Cette carrière était sur une veine de granit dit « Blanc de Vire », réputé pour les monuments funéraires. « Mais dans la même colline, on avait aussi du "poil de souris" : c'était un grain beaucoup plus épais et foncé, il revenait un peu au Lanhelin [zone d’extraction en Ille-et-Vilaine, ndlr] ». Ce « poil de souris » était utilisé surtout pour la construction. Un peu plus loin se trouvent aussi les veines de « Bleu de Vire », à grain fin ou gros grain…

Dès la sortie de l’école, Jackie travaille avec son père dans la carrière. Si certaines améliorations ont été apportées avec l’introduction des perforateurs pneumatiques, l’activité oscille entre la continuation de méthodes ancestrales et le système D. « J'allais aider mon père à monter les blocs. On avait un vieux treuil, de GMC monté sur un moteur de Simca, avec une boîte de relais. Et puis, mon père il mettait des roules sous les blocs et on les roulait jusqu'au quai... Les roules, c'était du hêtre qu'on équarrissait et après on les plongeait un an dans l'eau pour ne pas qu'ils s'esquintent. Et là, on pouvait monter des blocs jusqu'à 15 tonnes, 15-20 tonnes ». Les treuils des camions américains GMC (General Motor Company), comme d’autres matériels militaires restés sur place après la Seconde Guerre mondiale (en particulier les explosifs), ont été très convoités par les carriers.

Il existe aussi une différence d’approche générationnelle. Jackie prend conscience que pour vivre de ce métier, il faut avant tout sortir du volume sachant que, désormais, des outils existent pour optimiser la production. Son père a plus de mal à sortir de ce qu’il a toujours fait, notamment dans la fourniture de blocs bien équarris. « Mon père et moi, bah, on ne s'entendait pas tellement… Parce que moi j'm’en foutais d'envoyer chez un marbrier un bloc qu'était rosse, sachant que le marbrier, arrivé là-bas, hop, il passait une tranche pour le scier. Parce que chez mon père, ben tu passais deux-trois jours à équarrir les blocs : tu faisais des fentes et après, comme souvent, ça s'en allait de biais. Fallait reprendre pour faire des carrés. Fallait des blocs bien carrés, bien beaux. Bon, changement de génération… ».

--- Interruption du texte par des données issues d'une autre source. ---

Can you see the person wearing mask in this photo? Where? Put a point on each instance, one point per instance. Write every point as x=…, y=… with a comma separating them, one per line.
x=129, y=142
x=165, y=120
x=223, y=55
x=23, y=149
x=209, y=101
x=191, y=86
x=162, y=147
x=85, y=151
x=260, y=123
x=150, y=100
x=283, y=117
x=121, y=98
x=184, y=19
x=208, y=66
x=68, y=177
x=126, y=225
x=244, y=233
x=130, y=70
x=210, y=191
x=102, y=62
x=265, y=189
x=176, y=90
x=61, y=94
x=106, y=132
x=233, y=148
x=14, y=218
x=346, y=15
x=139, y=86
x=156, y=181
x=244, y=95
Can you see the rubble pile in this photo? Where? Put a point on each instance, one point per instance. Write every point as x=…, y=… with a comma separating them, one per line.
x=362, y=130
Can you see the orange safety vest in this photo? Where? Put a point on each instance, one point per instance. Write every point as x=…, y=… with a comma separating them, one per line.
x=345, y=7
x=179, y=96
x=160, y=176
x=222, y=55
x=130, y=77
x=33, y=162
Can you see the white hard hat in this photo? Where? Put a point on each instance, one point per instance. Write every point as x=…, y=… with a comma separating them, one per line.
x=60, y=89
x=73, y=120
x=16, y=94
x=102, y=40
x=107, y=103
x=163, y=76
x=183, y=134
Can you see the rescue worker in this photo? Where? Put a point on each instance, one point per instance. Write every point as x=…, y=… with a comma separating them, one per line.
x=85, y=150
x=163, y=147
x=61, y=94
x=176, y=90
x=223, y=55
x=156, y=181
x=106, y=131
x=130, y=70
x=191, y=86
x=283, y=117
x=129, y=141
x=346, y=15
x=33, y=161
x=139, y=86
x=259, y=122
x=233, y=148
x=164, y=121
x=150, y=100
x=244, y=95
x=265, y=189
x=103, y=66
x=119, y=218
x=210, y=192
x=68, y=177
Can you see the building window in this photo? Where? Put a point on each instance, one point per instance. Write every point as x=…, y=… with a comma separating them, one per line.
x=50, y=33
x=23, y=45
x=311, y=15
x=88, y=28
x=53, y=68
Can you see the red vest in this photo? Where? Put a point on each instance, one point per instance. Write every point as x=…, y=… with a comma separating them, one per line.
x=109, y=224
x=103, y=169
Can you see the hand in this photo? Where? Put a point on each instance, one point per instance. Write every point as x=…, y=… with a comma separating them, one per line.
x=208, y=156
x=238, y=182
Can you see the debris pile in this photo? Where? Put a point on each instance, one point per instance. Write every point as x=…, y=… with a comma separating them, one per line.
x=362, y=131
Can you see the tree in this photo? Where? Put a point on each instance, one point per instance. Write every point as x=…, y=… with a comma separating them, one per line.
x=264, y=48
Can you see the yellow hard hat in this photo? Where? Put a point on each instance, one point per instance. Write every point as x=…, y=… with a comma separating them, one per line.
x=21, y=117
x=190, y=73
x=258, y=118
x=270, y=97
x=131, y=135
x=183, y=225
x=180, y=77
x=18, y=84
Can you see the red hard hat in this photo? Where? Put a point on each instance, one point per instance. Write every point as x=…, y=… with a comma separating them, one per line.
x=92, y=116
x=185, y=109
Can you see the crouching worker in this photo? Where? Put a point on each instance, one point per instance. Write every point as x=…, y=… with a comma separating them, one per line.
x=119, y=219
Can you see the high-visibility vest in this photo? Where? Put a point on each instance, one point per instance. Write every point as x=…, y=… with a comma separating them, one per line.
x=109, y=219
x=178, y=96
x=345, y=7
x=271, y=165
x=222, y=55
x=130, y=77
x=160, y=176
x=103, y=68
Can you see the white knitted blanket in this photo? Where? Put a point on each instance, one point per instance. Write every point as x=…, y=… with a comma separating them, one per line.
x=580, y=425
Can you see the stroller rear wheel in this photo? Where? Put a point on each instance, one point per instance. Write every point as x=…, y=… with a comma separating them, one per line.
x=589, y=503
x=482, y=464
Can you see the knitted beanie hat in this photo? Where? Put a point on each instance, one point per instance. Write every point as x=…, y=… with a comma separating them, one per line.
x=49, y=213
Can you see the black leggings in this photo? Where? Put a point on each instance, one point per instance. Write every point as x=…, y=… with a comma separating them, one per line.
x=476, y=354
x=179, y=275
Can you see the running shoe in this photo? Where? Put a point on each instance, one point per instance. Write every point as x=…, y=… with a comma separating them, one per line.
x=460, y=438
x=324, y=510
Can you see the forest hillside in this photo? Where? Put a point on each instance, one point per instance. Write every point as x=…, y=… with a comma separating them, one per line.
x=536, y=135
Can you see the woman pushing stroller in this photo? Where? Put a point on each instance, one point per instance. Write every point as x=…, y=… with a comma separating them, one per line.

Jackie souligne enfin le désamour qu’a connue la pierre locale à partir des années 1960. « Ce qui a tué le granit de Vire, je pense, c'est le fait que c'était une pierre pas chère. Et les gens, même les gens du coin qu'étaient pas très riches, ils voulaient pas mettre un Vire parce que c'était le granit du pauvre ! Et donc, on préférait mettre un Labrador bleu, qu'était pas beau, enfin qu'était noir et tout ça, mais ça faisait le mec riche ! ». Et d’indiquer aussi : « Le granit de Vire est un granit très dur, donc il usait beaucoup plus les outils que le Lanhélin et tout ça. Parce que, le même ouvrier, il faisait, allez, cinq mètres de bordure en Vire pour entre sept ou huit en Lanhélin ! ».

Au retour de son service militaire, Jackie choisit donc une autre voie en devenant moniteur éducateur spécialisé. Son père, quant à lui, a poursuivi l’exploitation de la carrière jusqu’à sa retraite, date à laquelle elle a été fermée définitivement.